Fitting the shifter and cables:
– Fit the shifter to the right handlebar – you’ll need to cut down the handlebar grip a bit, and it should go with the cable to the front of the brake lever, not behind. If space is cramped, you can usually move the brake lever inboard a bit too. Make sure the shifter doesn’t restrict movement of the brake lever.
– Thread the outer gear cable through the plastic cable gatherer behind the stem, down alongside the other cables, behind the chainset and through the cable guide there, through the cable guide on the chainstay (going from outside to inside, like the brake cable) and up through the square tube that used to hold the plastic pulley, before curving down towards the cable guide on the hub – depending on your handlebars, you will probably need to cut a bit off the cable to make it the right length.

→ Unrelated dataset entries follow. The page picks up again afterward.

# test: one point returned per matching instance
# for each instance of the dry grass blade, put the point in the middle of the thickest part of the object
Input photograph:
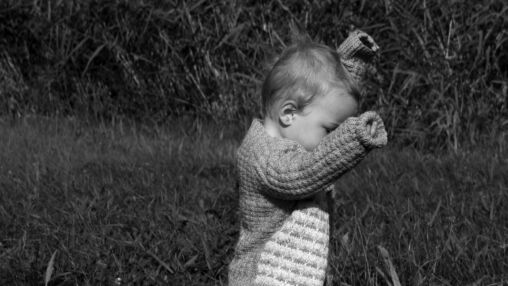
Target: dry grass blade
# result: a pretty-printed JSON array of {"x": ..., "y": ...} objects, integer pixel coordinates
[
  {"x": 389, "y": 265},
  {"x": 49, "y": 269}
]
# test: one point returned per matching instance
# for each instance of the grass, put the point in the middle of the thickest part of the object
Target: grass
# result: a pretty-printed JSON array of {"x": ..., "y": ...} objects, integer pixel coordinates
[{"x": 131, "y": 204}]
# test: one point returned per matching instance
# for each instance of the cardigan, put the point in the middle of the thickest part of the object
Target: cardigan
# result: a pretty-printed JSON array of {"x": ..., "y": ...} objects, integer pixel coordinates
[{"x": 284, "y": 227}]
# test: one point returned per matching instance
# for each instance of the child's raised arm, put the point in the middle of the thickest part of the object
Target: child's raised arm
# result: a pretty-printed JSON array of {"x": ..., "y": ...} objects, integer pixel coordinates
[{"x": 292, "y": 174}]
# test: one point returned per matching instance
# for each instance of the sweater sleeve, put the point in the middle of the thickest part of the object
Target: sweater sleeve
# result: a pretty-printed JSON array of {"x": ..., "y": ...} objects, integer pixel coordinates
[{"x": 292, "y": 173}]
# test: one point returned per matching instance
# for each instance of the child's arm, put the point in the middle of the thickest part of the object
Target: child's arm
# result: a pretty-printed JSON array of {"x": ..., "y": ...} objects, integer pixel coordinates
[{"x": 296, "y": 174}]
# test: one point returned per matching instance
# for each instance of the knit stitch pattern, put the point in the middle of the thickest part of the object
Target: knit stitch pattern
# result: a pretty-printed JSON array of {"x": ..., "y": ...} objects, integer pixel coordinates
[{"x": 284, "y": 227}]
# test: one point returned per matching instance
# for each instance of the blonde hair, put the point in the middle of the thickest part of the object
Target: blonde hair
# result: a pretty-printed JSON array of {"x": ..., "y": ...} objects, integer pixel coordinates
[{"x": 304, "y": 70}]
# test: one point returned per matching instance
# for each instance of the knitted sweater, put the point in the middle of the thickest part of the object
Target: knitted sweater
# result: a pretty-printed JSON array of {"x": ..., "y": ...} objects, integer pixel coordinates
[{"x": 284, "y": 228}]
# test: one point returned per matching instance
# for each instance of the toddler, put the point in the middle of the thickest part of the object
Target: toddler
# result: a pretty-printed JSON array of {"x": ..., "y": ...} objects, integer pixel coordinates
[{"x": 287, "y": 161}]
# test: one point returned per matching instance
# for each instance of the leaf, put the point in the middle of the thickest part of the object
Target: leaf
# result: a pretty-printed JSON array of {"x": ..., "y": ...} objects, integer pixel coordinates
[{"x": 49, "y": 269}]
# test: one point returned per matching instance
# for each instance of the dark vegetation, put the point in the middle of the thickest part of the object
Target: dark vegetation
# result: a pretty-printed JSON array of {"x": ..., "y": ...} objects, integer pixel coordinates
[
  {"x": 442, "y": 79},
  {"x": 119, "y": 122}
]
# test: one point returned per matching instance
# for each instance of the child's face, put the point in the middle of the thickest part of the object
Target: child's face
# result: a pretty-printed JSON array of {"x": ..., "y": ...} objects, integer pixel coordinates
[{"x": 320, "y": 117}]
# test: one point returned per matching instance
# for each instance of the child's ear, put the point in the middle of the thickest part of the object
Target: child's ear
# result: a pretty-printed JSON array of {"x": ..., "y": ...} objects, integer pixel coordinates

– Thread the gear cable through the outer cable. It’s easiest if you don’t put the outer cable into the cable guide on the hub yet, you can do this later.
– Fit the cable clamp as in the Sturmey instructions – put the shifter into 8th, and fit the clamp 105mm along from the end of the outer cable. Cut off the spare cable.
– It’s easiest if you take the tensioner off again for this bit – push the plastic cable clip on the hub backwards so you have some slack, and clip the cable clamp in place. Try operating the shifter to make sure the cable clip rotates around the hub correctly.
– Adjust the gears as per the Sturmey instructions – in 4th gear, make sure the yellow dot is in the centre of the window, on the back of the hub on the right-hand side.
– Re-fit the tensioner, and try again – operate the shifter a few times while pedaling, and check again that the yellow dot is in the centre of the window – adjust the barrel adjuster on the gear shifter if necessary.